(I wrote about globalisation and how federalists should respond here.)
The internet represents globalisation raised to the Nth degree. The constraints of geography disappear: I am writing this blog entry in London, readers of this blog live all round the world (according to our webalizer stats), and I have absolutely no idea where the blog is actually hosted. Somewhere on the planet there is a computer server holding the data that makes up the Federal Union website, and it doesn’t matter at all where it actually is.
But along with the spread of the internet goes the spread of the issues it raises. For example, privacy. Not only is this blog visible all round the world, but so potentially is the private information of everyone reading the blog.
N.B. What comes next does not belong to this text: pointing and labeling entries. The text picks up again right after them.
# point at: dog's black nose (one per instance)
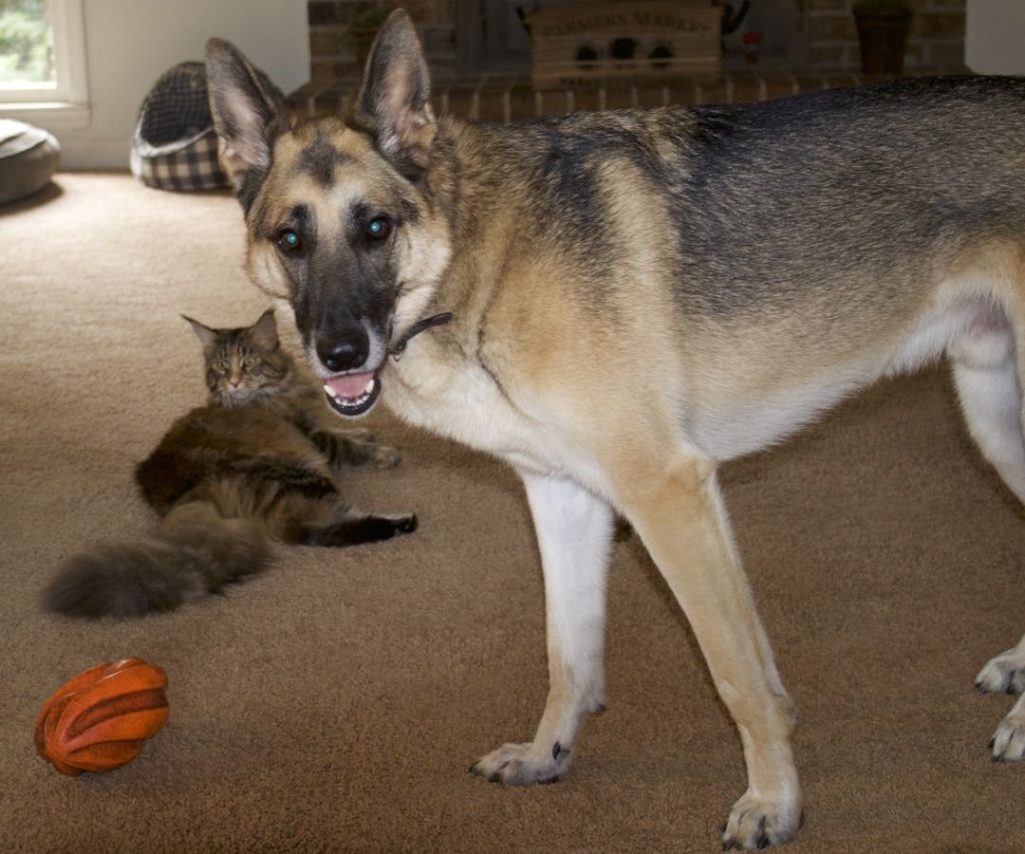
(343, 353)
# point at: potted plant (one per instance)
(367, 19)
(883, 31)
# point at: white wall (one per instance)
(129, 43)
(994, 36)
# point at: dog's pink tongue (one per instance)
(352, 385)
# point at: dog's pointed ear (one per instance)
(265, 330)
(396, 96)
(248, 113)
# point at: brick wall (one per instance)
(937, 40)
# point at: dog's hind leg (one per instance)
(574, 532)
(680, 516)
(985, 371)
(988, 365)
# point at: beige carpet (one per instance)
(336, 702)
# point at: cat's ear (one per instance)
(207, 336)
(264, 331)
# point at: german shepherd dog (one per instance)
(615, 302)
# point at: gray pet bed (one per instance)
(29, 158)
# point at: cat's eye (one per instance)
(289, 241)
(378, 228)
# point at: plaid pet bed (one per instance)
(173, 144)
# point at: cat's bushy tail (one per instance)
(195, 553)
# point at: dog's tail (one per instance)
(196, 552)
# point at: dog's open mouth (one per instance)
(354, 394)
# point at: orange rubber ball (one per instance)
(99, 720)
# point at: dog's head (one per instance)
(337, 212)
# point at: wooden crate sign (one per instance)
(623, 41)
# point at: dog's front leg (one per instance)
(574, 530)
(679, 514)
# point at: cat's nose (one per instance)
(343, 353)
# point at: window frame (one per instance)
(67, 104)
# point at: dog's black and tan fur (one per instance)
(636, 297)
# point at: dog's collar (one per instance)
(435, 320)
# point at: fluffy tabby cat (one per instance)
(258, 462)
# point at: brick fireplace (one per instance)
(479, 54)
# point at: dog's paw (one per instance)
(1008, 742)
(524, 764)
(1002, 675)
(759, 822)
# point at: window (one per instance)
(42, 60)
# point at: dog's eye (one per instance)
(289, 241)
(378, 228)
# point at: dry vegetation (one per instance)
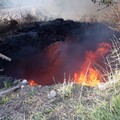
(71, 101)
(68, 101)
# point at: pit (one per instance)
(51, 52)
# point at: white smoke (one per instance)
(67, 9)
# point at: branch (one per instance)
(24, 82)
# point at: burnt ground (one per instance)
(34, 103)
(25, 44)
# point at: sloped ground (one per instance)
(66, 101)
(26, 40)
(71, 102)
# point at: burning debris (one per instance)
(43, 50)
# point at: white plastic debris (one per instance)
(52, 94)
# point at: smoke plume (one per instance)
(67, 9)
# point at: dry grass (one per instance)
(72, 102)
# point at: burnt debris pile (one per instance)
(30, 39)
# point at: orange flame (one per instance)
(32, 83)
(88, 75)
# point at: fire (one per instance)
(32, 83)
(89, 76)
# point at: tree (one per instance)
(106, 2)
(4, 3)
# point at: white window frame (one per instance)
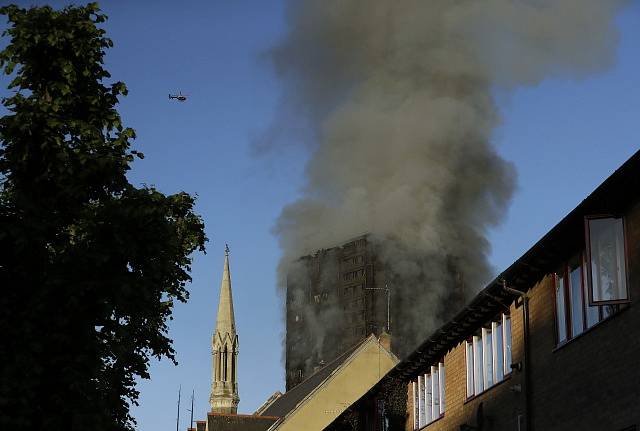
(623, 266)
(429, 409)
(481, 376)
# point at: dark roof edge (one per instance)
(531, 267)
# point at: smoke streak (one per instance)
(397, 99)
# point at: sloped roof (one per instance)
(231, 422)
(614, 196)
(290, 399)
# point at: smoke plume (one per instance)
(395, 99)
Computers leave a trail of what they have done: some of this information is willingly handed over – when you use your credit card to join Federal Union, perhaps – but more of it just happens because that’s how computers are. Your search records, your browsing history, the e-mails you send: it could in theory end up anywhere.
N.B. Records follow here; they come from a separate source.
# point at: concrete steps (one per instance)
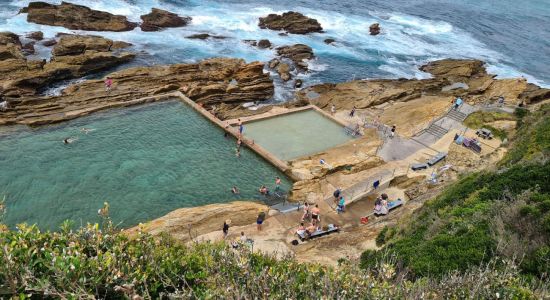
(436, 130)
(456, 115)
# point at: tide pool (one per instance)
(145, 161)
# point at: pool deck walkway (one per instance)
(284, 111)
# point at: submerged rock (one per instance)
(204, 36)
(374, 29)
(158, 19)
(76, 17)
(264, 44)
(49, 42)
(298, 53)
(36, 35)
(74, 56)
(292, 22)
(28, 48)
(284, 71)
(7, 37)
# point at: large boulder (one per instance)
(7, 37)
(36, 35)
(74, 56)
(292, 22)
(158, 19)
(298, 53)
(78, 44)
(210, 82)
(374, 29)
(76, 17)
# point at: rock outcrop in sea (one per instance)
(158, 19)
(72, 57)
(291, 22)
(374, 29)
(212, 81)
(76, 17)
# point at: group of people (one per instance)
(339, 201)
(381, 205)
(264, 190)
(312, 215)
(259, 221)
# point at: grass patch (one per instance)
(481, 119)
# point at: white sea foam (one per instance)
(405, 41)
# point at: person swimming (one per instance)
(69, 140)
(235, 190)
(86, 130)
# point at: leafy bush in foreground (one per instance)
(106, 264)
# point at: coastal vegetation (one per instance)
(494, 214)
(486, 236)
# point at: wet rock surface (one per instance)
(292, 22)
(158, 19)
(76, 17)
(74, 56)
(212, 81)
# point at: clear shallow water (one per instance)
(145, 161)
(512, 36)
(297, 134)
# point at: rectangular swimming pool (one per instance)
(297, 134)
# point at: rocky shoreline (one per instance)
(222, 85)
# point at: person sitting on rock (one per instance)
(341, 205)
(263, 190)
(235, 190)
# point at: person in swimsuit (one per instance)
(306, 211)
(260, 220)
(108, 84)
(225, 228)
(315, 214)
(352, 112)
(235, 190)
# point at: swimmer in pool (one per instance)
(69, 140)
(86, 130)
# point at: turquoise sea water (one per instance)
(297, 134)
(145, 161)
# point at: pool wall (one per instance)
(252, 119)
(281, 165)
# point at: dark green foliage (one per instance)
(533, 137)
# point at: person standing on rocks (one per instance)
(108, 84)
(315, 217)
(225, 228)
(260, 220)
(352, 112)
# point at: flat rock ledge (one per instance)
(291, 22)
(75, 17)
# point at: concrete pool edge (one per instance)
(278, 163)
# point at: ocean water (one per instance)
(513, 37)
(139, 159)
(145, 161)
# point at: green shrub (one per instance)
(381, 238)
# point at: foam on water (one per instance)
(405, 41)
The implications of this mean not the end of state power but its redesign. Privacy laws, if they are to have any meaning, have to apply around the world. National measures to protect privacy will struggle to be effective. And it is the computer industry itself that is waking up to this. Read an article about Google lawyers’ views here.
They realise that their industry is under threat unless they can establish a secure and stable framework for regulation. The people who were once seen as challenging or outgrowing state power now realise they depend on it the same as the rest of us.
But, as I said in the blog entry about the metric system the regulation of commerce is one of the earliest and most fundamental duties of the state. Weights and measures is a traditional area of law; privacy regulation is a more modern one. And as the marketplace goes global, so must the reach of regulation. National sovereignty never looked so frail.